= BarWatch =

Canadian associations

BarWatch are self regulated associations of bars, nightclubs and restaurants across Canada. Members of the BarWatch association draft up regulations for security practices of their members with the goal of reducing violence and the costs associated with it. The members will vote on regulations to enhance security such as the installation of video cameras, greater communication with local law enforcement, and the use of ID scanners for bars and nightclubs.

BarWatch is sometimes mistakenly used to refer to the ID scanning software used by the members of the BarWatch Association. However, the ID scanning software is actually offered by separate private companies such as Servall Data Systems. Subscribers to the ID scanning systems photograph and scan the government issued ID cards of all patrons collecting information such as name, age and photograph . The intent is to prevent people from engaging in criminal activity at bars and nightclubs by creating a database of known incidents. There is controversy about the legality of such systems.

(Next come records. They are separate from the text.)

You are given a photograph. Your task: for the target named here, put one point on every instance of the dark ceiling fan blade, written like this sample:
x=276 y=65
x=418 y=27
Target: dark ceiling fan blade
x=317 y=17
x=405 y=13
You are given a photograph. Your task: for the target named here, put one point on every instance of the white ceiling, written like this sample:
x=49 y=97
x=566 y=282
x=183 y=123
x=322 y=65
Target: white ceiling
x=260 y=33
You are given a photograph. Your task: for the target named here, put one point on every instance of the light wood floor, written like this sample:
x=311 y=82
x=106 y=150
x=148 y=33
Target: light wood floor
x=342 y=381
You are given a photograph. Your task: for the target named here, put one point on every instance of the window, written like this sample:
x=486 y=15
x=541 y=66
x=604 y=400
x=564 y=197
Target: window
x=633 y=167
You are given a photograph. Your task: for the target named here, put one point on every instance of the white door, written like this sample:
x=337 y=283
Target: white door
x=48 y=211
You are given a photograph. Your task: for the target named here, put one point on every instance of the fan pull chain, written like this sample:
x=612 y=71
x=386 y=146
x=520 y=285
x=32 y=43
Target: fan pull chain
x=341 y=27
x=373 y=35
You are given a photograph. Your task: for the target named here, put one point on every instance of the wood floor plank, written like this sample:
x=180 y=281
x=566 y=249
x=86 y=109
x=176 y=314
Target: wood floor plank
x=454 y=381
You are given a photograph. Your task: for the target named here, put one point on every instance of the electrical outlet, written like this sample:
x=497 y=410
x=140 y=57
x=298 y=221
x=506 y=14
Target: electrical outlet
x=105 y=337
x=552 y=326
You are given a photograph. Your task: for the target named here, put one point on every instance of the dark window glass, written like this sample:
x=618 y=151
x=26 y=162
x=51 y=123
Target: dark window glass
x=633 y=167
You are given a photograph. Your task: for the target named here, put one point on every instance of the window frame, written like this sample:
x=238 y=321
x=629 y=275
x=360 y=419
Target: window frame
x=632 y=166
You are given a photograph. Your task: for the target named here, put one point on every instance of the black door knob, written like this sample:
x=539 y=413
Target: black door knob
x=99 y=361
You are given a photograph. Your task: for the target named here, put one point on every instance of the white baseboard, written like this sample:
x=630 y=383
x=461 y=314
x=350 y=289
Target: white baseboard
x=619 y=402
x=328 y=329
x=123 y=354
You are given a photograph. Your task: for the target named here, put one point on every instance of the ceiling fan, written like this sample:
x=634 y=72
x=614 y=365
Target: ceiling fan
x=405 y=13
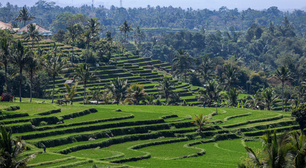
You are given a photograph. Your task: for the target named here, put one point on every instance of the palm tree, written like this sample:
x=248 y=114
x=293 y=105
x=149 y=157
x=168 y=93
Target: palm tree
x=11 y=150
x=182 y=62
x=232 y=96
x=5 y=56
x=106 y=96
x=74 y=32
x=205 y=67
x=165 y=87
x=211 y=93
x=32 y=34
x=96 y=95
x=82 y=73
x=268 y=97
x=283 y=74
x=125 y=28
x=136 y=92
x=92 y=29
x=118 y=88
x=20 y=57
x=277 y=151
x=230 y=76
x=32 y=67
x=54 y=65
x=200 y=121
x=255 y=100
x=298 y=141
x=24 y=16
x=71 y=91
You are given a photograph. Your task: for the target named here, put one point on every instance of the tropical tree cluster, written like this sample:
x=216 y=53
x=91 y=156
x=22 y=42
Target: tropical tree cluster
x=285 y=150
x=50 y=15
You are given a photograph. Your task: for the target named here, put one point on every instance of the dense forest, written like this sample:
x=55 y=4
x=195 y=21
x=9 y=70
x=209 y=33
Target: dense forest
x=54 y=17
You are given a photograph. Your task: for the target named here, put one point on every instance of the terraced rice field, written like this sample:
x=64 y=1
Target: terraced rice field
x=138 y=136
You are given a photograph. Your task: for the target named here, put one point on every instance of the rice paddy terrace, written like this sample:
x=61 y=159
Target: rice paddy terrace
x=135 y=69
x=137 y=136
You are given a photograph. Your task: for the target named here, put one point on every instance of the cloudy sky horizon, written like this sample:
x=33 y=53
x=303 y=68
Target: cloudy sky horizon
x=195 y=4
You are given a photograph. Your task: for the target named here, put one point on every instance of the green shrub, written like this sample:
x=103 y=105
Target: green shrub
x=50 y=112
x=42 y=123
x=158 y=102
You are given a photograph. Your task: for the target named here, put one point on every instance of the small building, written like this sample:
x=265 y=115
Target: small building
x=47 y=34
x=8 y=26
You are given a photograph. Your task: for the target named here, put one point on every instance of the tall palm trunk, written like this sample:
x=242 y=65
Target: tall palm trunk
x=20 y=79
x=5 y=75
x=217 y=108
x=84 y=91
x=282 y=96
x=31 y=84
x=87 y=52
x=53 y=88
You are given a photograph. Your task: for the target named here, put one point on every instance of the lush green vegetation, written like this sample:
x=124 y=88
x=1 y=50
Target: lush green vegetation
x=162 y=135
x=233 y=83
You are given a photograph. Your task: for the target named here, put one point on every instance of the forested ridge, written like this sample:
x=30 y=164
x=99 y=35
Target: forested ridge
x=52 y=16
x=239 y=48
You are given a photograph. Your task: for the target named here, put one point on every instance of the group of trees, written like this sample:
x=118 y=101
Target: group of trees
x=120 y=92
x=48 y=12
x=285 y=150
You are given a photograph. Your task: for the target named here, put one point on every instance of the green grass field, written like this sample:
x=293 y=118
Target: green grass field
x=138 y=136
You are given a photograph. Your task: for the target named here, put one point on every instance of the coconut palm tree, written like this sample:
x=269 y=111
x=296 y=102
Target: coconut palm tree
x=106 y=96
x=5 y=56
x=24 y=16
x=268 y=97
x=82 y=73
x=20 y=57
x=125 y=28
x=54 y=65
x=255 y=100
x=92 y=29
x=200 y=121
x=277 y=151
x=165 y=87
x=230 y=76
x=211 y=93
x=283 y=74
x=71 y=91
x=135 y=92
x=298 y=141
x=205 y=67
x=31 y=67
x=118 y=88
x=74 y=32
x=11 y=150
x=32 y=34
x=232 y=96
x=182 y=62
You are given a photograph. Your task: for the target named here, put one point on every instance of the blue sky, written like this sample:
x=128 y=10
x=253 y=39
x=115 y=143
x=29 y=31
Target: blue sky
x=195 y=4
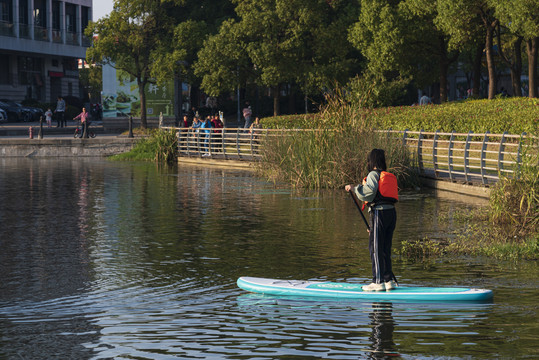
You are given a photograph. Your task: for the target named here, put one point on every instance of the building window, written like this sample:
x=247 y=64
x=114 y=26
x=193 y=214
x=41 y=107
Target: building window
x=71 y=18
x=6 y=11
x=29 y=70
x=6 y=69
x=56 y=24
x=40 y=13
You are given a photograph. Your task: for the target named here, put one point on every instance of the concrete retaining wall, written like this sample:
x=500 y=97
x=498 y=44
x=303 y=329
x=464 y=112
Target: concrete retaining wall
x=64 y=147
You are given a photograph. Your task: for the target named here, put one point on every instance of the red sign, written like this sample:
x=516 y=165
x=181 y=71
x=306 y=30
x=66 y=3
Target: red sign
x=56 y=74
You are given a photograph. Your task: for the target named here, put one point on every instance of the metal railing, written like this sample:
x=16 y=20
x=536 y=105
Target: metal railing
x=228 y=144
x=466 y=157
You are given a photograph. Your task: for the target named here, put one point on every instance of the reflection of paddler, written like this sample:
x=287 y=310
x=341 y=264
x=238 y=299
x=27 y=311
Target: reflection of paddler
x=383 y=326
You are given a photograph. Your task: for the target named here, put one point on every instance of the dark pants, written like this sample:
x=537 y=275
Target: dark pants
x=60 y=117
x=380 y=238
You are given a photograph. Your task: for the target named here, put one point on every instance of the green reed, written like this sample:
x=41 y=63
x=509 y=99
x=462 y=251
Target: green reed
x=333 y=152
x=159 y=146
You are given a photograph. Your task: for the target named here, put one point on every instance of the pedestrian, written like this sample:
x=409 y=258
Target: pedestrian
x=48 y=117
x=83 y=116
x=247 y=113
x=60 y=112
x=380 y=191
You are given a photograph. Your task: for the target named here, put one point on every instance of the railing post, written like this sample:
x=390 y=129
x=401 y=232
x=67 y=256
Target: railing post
x=404 y=137
x=467 y=156
x=519 y=154
x=435 y=153
x=483 y=156
x=209 y=141
x=197 y=132
x=189 y=134
x=238 y=142
x=223 y=137
x=450 y=155
x=419 y=151
x=501 y=156
x=251 y=140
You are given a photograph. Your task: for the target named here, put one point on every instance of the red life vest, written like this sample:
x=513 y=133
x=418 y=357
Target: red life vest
x=387 y=187
x=388 y=190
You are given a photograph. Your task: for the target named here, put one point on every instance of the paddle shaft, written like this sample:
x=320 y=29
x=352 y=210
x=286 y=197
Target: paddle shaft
x=356 y=201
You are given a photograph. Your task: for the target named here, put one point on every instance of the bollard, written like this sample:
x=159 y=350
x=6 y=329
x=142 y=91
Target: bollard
x=130 y=127
x=40 y=134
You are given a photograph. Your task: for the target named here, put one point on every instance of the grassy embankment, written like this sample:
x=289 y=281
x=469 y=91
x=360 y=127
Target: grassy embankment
x=506 y=228
x=155 y=145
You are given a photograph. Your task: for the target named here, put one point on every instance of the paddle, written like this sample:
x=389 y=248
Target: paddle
x=356 y=201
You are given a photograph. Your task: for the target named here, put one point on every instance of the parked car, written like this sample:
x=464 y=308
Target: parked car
x=27 y=113
x=14 y=112
x=3 y=116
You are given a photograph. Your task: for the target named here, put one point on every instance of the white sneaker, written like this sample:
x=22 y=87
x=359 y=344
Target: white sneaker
x=374 y=287
x=390 y=285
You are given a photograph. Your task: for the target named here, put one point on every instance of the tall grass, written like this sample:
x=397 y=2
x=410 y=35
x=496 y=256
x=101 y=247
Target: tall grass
x=508 y=228
x=333 y=152
x=514 y=201
x=160 y=146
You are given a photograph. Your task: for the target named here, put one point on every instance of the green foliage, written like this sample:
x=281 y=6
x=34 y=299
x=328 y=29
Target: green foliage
x=160 y=146
x=372 y=91
x=512 y=115
x=334 y=152
x=421 y=249
x=514 y=201
x=279 y=41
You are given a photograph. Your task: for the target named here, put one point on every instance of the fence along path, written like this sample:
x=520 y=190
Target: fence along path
x=466 y=157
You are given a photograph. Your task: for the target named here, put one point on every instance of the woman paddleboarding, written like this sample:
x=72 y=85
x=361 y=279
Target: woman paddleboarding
x=380 y=192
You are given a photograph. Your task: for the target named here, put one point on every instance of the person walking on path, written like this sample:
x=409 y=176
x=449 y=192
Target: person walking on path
x=48 y=117
x=379 y=190
x=247 y=113
x=83 y=116
x=60 y=112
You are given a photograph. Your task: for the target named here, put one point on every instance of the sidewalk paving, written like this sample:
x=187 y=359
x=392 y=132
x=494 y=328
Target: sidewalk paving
x=21 y=130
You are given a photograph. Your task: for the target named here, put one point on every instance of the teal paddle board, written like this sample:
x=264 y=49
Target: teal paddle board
x=354 y=291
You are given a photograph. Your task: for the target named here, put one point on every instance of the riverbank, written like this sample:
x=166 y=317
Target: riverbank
x=65 y=147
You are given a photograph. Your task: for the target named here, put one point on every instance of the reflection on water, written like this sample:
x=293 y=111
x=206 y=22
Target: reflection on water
x=106 y=260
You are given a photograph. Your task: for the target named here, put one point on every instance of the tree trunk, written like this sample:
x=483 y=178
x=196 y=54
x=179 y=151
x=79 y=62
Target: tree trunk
x=492 y=84
x=476 y=76
x=276 y=109
x=443 y=81
x=142 y=94
x=516 y=68
x=444 y=66
x=532 y=47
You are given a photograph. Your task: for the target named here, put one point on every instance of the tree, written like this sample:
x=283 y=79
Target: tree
x=129 y=39
x=401 y=36
x=460 y=19
x=278 y=41
x=522 y=18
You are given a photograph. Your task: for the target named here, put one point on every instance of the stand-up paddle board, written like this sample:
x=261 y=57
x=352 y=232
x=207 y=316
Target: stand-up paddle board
x=354 y=291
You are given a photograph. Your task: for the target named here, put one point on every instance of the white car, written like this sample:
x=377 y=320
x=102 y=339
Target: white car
x=3 y=116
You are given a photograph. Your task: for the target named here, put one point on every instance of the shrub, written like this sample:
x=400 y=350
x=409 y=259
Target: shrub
x=160 y=146
x=333 y=152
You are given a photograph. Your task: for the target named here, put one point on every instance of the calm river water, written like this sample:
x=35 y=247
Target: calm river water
x=103 y=260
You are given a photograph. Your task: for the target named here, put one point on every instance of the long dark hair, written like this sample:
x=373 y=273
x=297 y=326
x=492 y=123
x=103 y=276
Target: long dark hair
x=376 y=159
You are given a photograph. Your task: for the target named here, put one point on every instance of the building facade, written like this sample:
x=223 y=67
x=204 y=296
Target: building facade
x=40 y=44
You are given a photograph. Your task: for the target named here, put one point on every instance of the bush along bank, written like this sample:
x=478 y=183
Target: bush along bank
x=511 y=115
x=333 y=152
x=157 y=145
x=508 y=228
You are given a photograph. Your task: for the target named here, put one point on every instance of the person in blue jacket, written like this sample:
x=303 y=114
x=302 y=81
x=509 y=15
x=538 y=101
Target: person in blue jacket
x=206 y=125
x=383 y=221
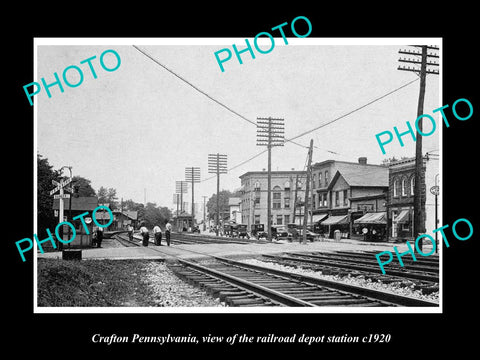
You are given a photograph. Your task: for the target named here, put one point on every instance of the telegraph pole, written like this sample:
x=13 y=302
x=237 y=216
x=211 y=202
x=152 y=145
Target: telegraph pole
x=181 y=188
x=270 y=132
x=418 y=212
x=217 y=164
x=307 y=191
x=204 y=225
x=192 y=174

In 2009, the Legislative Assembly of Alberta voted for and passed on Bill 42 allowing bars and nightclubs to collect the person's name, age, and photograph, where doing so does not contradict Alberta's privacy legislation. Bill 42 does not permit bars and nightclubs to collect any additional information, including address or driver's license number, nor does it permit the scanning of driver's licenses. The Alberta Gaming and Liquor Commission also released guidelines for the use of ID scanning systems by license holders , which also clarifies "it is against the law to scan or photocopy the entire face of a patron's driver's license". Shortly afterward, the privacy commissioner of British Columbia followed Alberta's guidelines and passed a similar set of guidelines for bars and nightclubs.